David Guiney

Personal information
- Nationality: Irish
- Born: 31 January 1921 Kanturk, County Cork, Ireland
- Died: 14 October 2000 (aged 79) Dublin, Ireland
- Height: 186 cm (6 ft 1 in)
- Weight: 109 kg (240 lb)

Sport
- Sport: Athletics
- Event: shot put
- Club: Clonliffe Harriers

= David Guiney =

Irish Olympic athlete, sports journalist and historian (1921–2000)

David Guiney (31 January 1921 – 14 October 2000) was an Irish Olympic athlete, sports journalist and historian. He competed in the men's shot put at the 1948 Summer Olympics.

==Early life and education==
Guiney was born 31 January 1921 in Kanturk, County Cork, one of four sons of John Guiney, a solicitor and All-for-Ireland MP for Cork North (1913–18), and Mary Guiney (née Buckley), of O'Brien St, Kanturk. He was educated locally and at Trinity College Dublin, deciding to join the Civil Service before he had completed his degree.

==Sporting career==
Guiney played Gaelic football, hurling, and rugby for his native Kanturk, played rugby with Clontarf in Dublin, and competed with the Civil Service, Dublin University, Clonliffe Harriers, and Donore Harriers athletic clubs, affiliated to the AAU at the time of Ireland's athletics dispute, and competed in the shot put at the 1948 Olympics.

He won a total of thirty Irish titles the last in 1956, as weight thrower, sprinter and long jumper (tying for the 1941 NACA senior long jump championship with international soccer and rugby player Kevin O'Flanagan (1919–2006). In 1941 won national junior titles in five different disciplines:the shot put, javelin, discus, high jump, and broad jump. His 1953 put of 15.14m stood as an Irish record for ten years.

Guiney twice won the British AAA Championships title in the shot put event at the 1947 AAA Championships and 1948 AAA Championships.

==Journalism==
In 1946 he resigned from his post in the civil service after being refused leave to represent Ireland in the European Championships in Oslo and turned to journalism shortly afterwards. He began his career as a journalist with the Irish Independent and subsequently became sports editor of the Irish Press in 1964. He also worked for a number of now-defunct British Sunday papers, including the Sunday Graphic, Empire News, Reynolds’ News, and Sunday Dispatch. In the early 1970s he moved to the Sunday Mirror as Irish sports editor, while remaining based in Dublin, and wrote a regular column for the Cork Evening Echo.

==Books==
Guiney was acknowledged as Ireland's foremost authority on the Olympics and published over thirty books on a wide variety of sports, including Gaelic games, rugby, soccer and golf. Books on the Olympic games included The friendly Olympics (1982), written about the 1932 games; and Ireland and the Olympic games (1976). He also wrote four books of sporting reminiscences: A little wine and a few friends (1976), The days of the little green apples (1976), Good days and good friends (1985), and Happy hours (1994.

==Award schemes==
Guiney was involved in the establishment and development of many Irish sports awards, including the All-Stars and the GAA Player of the Month scheme.

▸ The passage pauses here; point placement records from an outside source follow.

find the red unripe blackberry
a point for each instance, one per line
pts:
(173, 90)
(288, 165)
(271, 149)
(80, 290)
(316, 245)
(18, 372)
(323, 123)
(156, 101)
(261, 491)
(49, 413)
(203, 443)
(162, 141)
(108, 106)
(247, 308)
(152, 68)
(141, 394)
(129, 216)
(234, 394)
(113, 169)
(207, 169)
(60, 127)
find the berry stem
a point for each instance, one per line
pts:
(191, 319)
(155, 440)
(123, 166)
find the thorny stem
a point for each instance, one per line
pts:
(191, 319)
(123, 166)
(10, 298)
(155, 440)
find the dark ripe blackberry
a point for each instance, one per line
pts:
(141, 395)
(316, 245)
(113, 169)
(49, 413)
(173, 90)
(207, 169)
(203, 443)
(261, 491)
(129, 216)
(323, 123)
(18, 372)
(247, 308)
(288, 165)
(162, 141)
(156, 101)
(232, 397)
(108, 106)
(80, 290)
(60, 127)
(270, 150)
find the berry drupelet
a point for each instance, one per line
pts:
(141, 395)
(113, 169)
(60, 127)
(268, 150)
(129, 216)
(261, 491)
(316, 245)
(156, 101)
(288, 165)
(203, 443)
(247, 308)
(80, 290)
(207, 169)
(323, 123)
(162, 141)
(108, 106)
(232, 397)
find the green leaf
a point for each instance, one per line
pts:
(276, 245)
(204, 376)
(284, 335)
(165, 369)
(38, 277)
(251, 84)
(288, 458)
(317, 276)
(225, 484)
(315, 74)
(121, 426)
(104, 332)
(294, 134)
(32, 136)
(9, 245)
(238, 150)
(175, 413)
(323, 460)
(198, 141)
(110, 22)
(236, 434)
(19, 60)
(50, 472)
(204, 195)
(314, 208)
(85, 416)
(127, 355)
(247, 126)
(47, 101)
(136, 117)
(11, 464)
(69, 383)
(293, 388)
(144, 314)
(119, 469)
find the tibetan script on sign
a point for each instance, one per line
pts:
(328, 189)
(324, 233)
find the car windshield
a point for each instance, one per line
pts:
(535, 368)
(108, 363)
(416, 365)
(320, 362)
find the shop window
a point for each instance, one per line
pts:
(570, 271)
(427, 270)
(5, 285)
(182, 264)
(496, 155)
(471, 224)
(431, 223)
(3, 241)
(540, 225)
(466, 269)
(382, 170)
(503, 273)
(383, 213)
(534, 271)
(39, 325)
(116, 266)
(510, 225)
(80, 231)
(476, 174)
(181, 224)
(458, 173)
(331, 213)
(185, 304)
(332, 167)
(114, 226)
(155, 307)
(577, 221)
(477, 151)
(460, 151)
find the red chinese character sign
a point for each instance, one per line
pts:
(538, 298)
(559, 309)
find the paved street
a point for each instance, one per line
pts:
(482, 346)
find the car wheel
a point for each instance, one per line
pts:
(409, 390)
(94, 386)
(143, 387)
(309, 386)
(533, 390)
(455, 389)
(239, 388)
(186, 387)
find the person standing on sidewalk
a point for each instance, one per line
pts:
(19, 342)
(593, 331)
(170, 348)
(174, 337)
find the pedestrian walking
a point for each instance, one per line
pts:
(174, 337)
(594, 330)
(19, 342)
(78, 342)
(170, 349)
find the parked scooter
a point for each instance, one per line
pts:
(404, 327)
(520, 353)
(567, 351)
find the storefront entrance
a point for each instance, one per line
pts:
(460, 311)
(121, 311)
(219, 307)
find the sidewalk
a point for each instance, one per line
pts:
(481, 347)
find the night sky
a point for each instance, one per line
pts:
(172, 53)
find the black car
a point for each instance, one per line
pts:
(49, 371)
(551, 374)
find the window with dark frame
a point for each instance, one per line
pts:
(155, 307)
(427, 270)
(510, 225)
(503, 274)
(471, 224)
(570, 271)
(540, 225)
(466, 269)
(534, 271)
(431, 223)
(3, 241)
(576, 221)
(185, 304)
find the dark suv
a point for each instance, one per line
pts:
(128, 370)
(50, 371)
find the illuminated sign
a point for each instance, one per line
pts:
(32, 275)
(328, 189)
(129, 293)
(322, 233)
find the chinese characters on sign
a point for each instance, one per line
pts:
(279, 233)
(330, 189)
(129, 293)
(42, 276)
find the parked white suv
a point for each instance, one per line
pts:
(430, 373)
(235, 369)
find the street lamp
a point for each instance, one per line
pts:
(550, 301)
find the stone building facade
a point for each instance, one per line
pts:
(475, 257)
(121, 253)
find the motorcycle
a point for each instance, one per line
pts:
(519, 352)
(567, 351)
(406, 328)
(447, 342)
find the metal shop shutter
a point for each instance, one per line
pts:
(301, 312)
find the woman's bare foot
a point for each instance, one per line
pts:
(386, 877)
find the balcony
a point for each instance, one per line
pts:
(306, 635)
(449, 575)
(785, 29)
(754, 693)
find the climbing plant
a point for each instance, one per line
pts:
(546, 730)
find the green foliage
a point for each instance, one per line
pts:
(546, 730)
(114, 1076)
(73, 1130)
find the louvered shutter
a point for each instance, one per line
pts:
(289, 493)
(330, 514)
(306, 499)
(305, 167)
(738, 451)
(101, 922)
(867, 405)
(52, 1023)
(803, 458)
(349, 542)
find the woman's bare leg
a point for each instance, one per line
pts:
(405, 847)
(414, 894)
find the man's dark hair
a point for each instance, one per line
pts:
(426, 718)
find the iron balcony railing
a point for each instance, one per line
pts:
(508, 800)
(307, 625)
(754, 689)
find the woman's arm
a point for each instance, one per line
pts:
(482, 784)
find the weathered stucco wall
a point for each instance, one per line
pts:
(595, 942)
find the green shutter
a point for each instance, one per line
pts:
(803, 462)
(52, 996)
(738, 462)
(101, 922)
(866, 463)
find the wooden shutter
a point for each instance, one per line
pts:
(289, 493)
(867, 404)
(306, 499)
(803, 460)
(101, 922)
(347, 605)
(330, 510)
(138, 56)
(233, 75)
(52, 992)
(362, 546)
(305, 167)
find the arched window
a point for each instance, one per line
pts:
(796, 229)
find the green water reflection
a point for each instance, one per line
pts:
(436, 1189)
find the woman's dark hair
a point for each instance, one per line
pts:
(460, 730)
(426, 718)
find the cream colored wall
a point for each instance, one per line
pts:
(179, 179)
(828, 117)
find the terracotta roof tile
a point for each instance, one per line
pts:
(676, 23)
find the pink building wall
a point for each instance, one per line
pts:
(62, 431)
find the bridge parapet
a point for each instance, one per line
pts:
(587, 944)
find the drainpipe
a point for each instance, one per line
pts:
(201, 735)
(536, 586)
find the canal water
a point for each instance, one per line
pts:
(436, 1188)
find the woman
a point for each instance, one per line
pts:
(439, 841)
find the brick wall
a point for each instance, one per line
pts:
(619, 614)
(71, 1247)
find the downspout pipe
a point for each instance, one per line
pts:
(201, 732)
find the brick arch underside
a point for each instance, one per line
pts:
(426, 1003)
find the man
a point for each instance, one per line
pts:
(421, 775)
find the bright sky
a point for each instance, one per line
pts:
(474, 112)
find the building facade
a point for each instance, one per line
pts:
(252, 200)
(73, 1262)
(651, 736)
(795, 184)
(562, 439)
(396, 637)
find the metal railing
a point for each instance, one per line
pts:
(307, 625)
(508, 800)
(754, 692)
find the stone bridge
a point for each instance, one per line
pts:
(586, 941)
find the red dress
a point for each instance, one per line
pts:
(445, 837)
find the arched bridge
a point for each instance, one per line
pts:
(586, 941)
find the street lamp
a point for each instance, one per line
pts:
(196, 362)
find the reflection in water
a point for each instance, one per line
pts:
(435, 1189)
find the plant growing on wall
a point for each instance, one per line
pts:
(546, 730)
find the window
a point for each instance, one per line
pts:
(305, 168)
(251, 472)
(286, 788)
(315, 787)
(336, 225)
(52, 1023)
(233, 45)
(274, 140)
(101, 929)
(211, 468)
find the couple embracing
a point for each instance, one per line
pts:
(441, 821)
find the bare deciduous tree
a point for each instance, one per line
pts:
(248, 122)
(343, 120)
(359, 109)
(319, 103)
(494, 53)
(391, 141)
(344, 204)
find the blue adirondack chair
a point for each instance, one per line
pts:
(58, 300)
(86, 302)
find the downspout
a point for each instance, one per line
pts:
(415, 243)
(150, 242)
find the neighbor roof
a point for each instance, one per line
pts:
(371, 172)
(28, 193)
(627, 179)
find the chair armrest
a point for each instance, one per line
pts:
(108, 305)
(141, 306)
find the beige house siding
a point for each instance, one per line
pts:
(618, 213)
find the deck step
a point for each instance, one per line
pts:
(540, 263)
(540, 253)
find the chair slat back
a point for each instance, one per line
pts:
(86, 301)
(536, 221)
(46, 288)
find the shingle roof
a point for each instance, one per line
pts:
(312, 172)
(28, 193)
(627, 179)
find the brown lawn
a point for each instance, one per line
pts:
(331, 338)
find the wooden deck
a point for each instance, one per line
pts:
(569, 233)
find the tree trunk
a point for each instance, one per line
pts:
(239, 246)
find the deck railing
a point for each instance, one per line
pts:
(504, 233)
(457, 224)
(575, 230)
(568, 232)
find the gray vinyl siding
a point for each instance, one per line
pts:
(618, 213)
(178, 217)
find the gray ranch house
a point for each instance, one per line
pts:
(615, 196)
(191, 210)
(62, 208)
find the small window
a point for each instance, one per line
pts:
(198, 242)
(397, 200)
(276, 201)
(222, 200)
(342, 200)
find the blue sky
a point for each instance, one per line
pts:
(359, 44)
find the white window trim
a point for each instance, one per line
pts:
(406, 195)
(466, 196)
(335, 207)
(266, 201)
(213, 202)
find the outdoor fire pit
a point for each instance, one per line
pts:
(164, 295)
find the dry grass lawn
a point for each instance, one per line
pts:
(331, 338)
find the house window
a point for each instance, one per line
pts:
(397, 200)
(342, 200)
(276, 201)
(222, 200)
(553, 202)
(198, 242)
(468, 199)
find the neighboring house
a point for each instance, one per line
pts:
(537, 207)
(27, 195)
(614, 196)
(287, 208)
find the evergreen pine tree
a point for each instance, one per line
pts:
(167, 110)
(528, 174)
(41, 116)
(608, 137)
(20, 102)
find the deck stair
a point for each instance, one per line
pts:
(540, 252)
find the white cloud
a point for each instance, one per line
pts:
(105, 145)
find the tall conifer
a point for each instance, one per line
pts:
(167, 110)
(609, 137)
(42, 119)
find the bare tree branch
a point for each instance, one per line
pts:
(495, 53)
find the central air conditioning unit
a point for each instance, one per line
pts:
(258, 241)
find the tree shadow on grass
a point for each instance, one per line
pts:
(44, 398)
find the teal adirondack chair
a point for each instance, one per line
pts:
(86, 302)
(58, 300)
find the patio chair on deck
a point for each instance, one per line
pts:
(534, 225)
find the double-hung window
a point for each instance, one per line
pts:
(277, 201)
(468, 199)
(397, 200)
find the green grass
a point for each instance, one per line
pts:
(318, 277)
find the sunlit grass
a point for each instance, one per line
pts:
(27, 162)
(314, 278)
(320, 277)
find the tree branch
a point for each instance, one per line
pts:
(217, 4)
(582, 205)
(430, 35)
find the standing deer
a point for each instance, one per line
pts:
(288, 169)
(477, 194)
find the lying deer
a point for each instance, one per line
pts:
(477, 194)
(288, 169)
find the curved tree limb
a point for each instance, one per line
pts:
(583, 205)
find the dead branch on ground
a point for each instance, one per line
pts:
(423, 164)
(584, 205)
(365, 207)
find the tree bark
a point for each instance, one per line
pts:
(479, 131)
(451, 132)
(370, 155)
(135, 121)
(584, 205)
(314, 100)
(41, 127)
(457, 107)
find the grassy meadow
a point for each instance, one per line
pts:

His roles included chair of the Association of Sports Journalists of Ireland (ASJI), and being prominent in the International Sports Press Association, and the International Association of Olympic Historians (ISOH) as well as being a former chairman of the Rugby Writers of Ireland.

==Marriage and death==
Guiney married Phyllis (‘Phyl’) Ludgate from Dublin in 1947, a relation of the Irish champion weight thrower Tom Ludgate; they had three children. He died after a short illness at the Mater Hospital, on 14 October 2000, and was cremated after a funeral service in St Mary's Church of Ireland, Howth.